Stump, K. N., Kupersmidt, J. B., Stelter, R. L. and Rhodes, J. E. (2018), Mentoring Program Enhancements Supporting Effective Mentoring of Children of Incarcerated Parents. Am J Community Psychol, 62: 163-174. doi:10.1002/ajcp.12250
Summarized by Ariel Ervin
Notes of Interest:
- Although children of incarcerated parents (COIP) are in danger of facing negative outcomes, being in mentoring relationships can be a protective factor.
- Stump’s, Kupersmidt, Stelter’s, and Rhodes’s (2018) study analyzes how mentoring, as well as mentoring program enhancements, affect children of incarcerated parents.
- Based on the secondary analyses done on an archival database that contained 70,729 matches from 216 local BBBS databases and based on telephone interviews with a subset of the agencies.
- The results indicated that enhanced program practices led to more positive outcomes for children of incarcerated parents. They found that specifically having extra funding as well as for having specialized mentor training correlate stable and longer-lasting matches.
- The study simultaneously shows that having specific goals in catering to children of incarcerated parents correlated to higher expectations in education for children of incarcerated parents.

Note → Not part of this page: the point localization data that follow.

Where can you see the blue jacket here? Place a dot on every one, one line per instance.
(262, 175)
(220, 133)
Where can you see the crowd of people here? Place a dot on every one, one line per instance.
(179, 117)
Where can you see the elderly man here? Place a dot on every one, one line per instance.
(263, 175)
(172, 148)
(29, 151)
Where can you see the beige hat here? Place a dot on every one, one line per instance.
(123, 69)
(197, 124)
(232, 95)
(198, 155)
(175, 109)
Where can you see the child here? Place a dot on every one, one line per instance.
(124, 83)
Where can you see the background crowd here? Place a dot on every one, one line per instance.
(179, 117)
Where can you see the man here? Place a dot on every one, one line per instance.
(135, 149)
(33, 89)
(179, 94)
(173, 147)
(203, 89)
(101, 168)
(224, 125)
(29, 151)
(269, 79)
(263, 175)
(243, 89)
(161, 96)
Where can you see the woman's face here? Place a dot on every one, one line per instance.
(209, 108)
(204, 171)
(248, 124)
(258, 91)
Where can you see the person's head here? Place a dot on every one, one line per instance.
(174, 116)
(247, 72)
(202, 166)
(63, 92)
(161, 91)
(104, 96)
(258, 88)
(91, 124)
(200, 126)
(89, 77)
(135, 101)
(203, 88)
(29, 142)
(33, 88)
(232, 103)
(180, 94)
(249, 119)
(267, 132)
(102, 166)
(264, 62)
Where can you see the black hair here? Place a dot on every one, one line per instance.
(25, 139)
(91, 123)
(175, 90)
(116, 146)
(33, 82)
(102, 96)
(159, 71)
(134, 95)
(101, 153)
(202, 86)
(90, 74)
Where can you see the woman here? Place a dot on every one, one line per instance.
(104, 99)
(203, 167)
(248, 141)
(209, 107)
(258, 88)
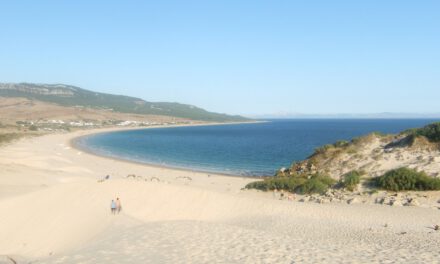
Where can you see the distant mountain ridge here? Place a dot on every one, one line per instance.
(67, 95)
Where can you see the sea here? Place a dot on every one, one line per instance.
(251, 149)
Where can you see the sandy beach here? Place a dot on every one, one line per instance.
(54, 208)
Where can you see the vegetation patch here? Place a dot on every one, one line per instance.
(8, 137)
(351, 179)
(302, 184)
(431, 132)
(405, 179)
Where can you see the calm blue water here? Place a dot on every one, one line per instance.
(245, 149)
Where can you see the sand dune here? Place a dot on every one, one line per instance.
(61, 215)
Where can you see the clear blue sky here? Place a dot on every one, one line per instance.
(246, 57)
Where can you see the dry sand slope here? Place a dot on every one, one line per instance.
(53, 210)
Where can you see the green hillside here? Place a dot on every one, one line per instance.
(67, 95)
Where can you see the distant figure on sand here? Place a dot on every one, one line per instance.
(104, 179)
(118, 205)
(113, 207)
(275, 193)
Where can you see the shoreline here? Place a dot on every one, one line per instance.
(56, 210)
(74, 144)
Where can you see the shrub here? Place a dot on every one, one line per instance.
(431, 132)
(406, 179)
(315, 183)
(351, 180)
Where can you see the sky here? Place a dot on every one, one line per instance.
(237, 57)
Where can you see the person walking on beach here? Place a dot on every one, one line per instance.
(118, 205)
(113, 207)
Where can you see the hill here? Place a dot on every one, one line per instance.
(67, 95)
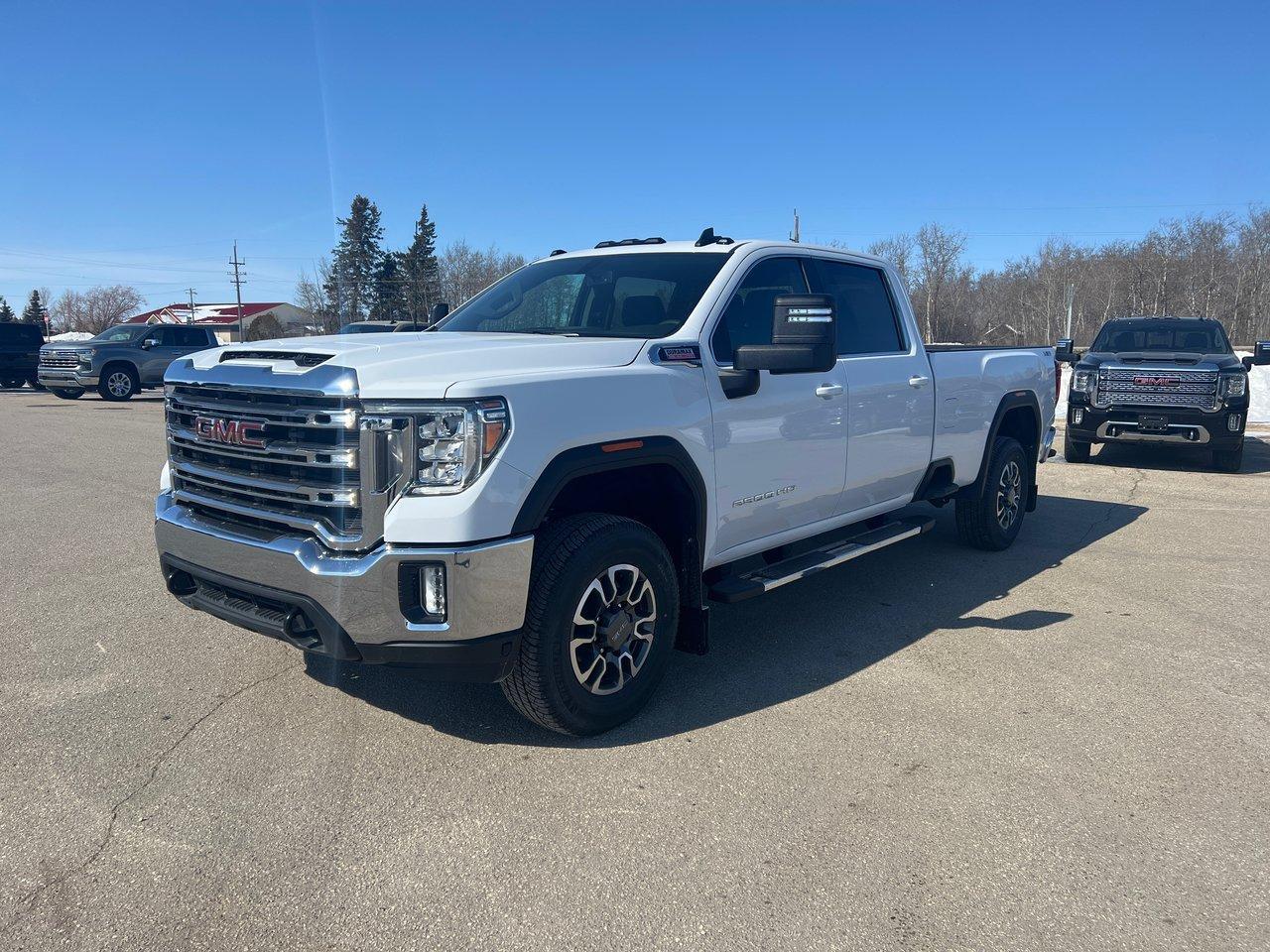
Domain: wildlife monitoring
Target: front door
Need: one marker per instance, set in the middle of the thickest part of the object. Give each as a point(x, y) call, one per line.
point(890, 393)
point(781, 452)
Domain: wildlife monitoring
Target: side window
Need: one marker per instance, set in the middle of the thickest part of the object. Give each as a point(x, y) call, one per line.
point(748, 318)
point(867, 322)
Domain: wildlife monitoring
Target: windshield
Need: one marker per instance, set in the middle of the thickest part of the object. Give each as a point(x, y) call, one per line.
point(1165, 335)
point(593, 296)
point(123, 331)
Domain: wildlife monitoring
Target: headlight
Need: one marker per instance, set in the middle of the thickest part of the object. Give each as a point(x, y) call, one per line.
point(454, 442)
point(1233, 385)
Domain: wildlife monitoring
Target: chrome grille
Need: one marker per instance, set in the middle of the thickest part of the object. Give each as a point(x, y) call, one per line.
point(1123, 386)
point(62, 359)
point(307, 475)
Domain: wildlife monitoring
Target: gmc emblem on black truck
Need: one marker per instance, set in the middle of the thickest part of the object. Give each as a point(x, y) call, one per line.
point(239, 433)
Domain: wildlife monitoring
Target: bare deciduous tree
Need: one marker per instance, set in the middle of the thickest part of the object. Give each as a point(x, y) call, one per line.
point(96, 308)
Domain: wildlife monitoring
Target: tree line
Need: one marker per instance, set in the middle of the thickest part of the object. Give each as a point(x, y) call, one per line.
point(363, 281)
point(1194, 267)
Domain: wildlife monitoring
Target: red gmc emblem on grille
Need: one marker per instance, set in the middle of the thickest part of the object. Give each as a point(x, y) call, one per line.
point(239, 433)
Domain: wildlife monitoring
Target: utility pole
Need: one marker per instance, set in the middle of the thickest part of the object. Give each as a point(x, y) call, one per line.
point(238, 289)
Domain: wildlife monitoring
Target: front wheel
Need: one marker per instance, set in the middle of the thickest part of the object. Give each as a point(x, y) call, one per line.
point(992, 517)
point(118, 384)
point(599, 625)
point(1228, 460)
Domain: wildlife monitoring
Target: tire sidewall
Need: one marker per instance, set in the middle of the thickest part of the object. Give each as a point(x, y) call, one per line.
point(1008, 451)
point(624, 544)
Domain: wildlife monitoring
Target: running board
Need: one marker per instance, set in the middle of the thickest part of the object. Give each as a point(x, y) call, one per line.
point(738, 588)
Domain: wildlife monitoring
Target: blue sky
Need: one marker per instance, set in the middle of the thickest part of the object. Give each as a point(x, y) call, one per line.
point(141, 140)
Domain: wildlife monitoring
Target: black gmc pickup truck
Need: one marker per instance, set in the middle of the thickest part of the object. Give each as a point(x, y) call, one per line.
point(19, 353)
point(1160, 380)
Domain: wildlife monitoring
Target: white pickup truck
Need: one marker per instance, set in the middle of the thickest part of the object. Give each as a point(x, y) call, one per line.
point(549, 488)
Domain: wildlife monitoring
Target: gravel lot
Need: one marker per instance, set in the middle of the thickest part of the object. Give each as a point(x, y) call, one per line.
point(1064, 747)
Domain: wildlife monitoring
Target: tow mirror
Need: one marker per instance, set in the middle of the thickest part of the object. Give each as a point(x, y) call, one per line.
point(1260, 356)
point(804, 338)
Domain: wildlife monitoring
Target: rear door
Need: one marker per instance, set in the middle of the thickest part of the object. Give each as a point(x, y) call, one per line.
point(780, 453)
point(890, 391)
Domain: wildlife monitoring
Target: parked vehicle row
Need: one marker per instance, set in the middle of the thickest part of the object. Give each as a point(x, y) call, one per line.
point(1160, 380)
point(550, 488)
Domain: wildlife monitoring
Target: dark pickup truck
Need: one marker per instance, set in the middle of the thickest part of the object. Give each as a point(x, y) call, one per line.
point(1160, 380)
point(19, 353)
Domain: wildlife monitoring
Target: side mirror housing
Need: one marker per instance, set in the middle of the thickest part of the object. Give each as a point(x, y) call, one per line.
point(1260, 356)
point(804, 338)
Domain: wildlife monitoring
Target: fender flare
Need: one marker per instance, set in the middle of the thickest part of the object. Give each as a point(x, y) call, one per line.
point(1010, 402)
point(608, 457)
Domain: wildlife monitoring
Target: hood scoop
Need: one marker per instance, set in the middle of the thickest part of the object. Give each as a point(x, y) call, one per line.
point(302, 358)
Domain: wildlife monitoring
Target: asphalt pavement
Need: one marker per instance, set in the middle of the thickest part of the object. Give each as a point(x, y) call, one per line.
point(1062, 747)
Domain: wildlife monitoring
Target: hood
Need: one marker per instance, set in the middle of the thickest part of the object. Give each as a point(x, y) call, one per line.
point(425, 366)
point(1164, 361)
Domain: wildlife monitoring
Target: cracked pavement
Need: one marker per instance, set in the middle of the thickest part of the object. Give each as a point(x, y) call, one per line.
point(1058, 747)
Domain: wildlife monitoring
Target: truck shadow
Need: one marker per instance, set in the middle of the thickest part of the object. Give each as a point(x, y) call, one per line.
point(1256, 457)
point(790, 643)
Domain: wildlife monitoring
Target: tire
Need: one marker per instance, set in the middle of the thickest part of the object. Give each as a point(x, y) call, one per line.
point(118, 382)
point(982, 520)
point(566, 683)
point(1076, 451)
point(1228, 460)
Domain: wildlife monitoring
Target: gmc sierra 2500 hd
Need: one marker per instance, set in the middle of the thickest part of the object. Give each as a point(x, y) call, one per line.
point(1160, 380)
point(549, 488)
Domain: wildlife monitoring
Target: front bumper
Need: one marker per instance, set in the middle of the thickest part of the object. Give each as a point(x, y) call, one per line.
point(1184, 426)
point(350, 607)
point(64, 379)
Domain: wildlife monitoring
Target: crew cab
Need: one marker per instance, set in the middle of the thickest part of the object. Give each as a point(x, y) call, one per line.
point(121, 361)
point(1160, 380)
point(550, 488)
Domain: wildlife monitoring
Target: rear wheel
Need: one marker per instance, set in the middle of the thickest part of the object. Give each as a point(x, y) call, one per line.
point(1228, 460)
point(1076, 451)
point(992, 517)
point(118, 382)
point(599, 625)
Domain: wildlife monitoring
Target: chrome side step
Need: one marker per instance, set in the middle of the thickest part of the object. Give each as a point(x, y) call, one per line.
point(738, 588)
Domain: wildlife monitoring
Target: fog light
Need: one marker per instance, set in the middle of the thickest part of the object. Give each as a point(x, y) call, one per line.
point(432, 584)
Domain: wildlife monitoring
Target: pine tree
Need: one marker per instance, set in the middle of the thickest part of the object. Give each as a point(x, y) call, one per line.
point(35, 311)
point(390, 298)
point(358, 257)
point(422, 271)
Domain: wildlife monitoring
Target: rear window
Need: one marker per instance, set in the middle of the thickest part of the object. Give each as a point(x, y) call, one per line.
point(13, 333)
point(1162, 335)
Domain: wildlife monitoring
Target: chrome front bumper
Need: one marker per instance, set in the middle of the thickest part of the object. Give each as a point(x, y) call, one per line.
point(486, 584)
point(64, 377)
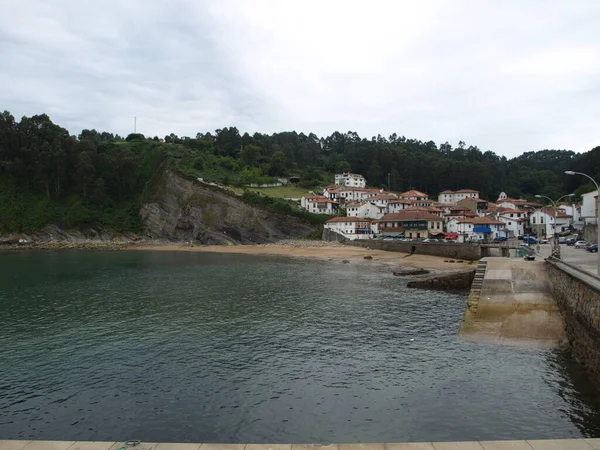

Introduction (Reprinted from the Abstract)
Children of incarcerated parents (COIP) are at risk for a range of negative outcomes; however, participating in a mentoring relationship can be a promising intervention for these youth. This study examined the impact of mentoring and mentoring program enhancements on COIP. Secondary data analyses were conducted on an archival database consisting of 70,729 matches from 216 Big Brothers Big Sisters (BBBS) local agencies to establish the differential effects of mentoring on COIP. A subset of 45 BBBS agencies, representing 25,252 matches, participated in a telephone interview about program enhancements for better serving COIP. Results revealed that enhanced program practices, including having specific program goals, providing specialized mentor training, and receiving additional funding resulted in better outcomes for COIP matches. Specifically, specialized mentor training and receiving additional funding for serving matches containing COIP were associated with longer and stronger matches. Having specific goals for serving COIP was associated with higher educational expectations in COIP. Results are discussed in terms of benefits of a relationship‐based intervention for addressing the needs of COIP and suggestions for program improvements when mentoring programs are serving this unique population of youth.
Implications (Reprinted from the Discussion)
Children who have an incarcerated parent are more likely to have been exposed to additional psychosocial risks such as poverty, altered living arrangements including separation from parents, and living in a home without a biological parent. These risks, in turn, may contribute to challenges in establishing and maintaining a long‐term, high‐quality mentoring relationship among COIP. However, the most important set of findings from this study showed that when mentoring programs enhanced their program practices to address the specific needs of COIP, mentoring can result in more positive match and youth outcomes for youth within this population. Without these enhancements to program operations, the myriad challenges faced by COIP can minimize the typically positive impacts of mentoring among youth who have an incarcerated parent. Overall, these findings suggest that more targeted and more powerful mentoring interventions are helpful for enhancing the experience of mentoring for COIP.
Providing specialized training to mentors in a relationship with a COIP resulted in longer and stronger matches. COIP have shorter matches, on average, than non‐COIP; however, the difference in match length disappeared after controlling for the nestedness of data, suggesting that differences in match length can be largely attributed to variations between programs. Therefore, focusing on program‐level variables such as practice enhancements allowed for the identification of program practices that best fit the needs of COIP and other high‐risk youth.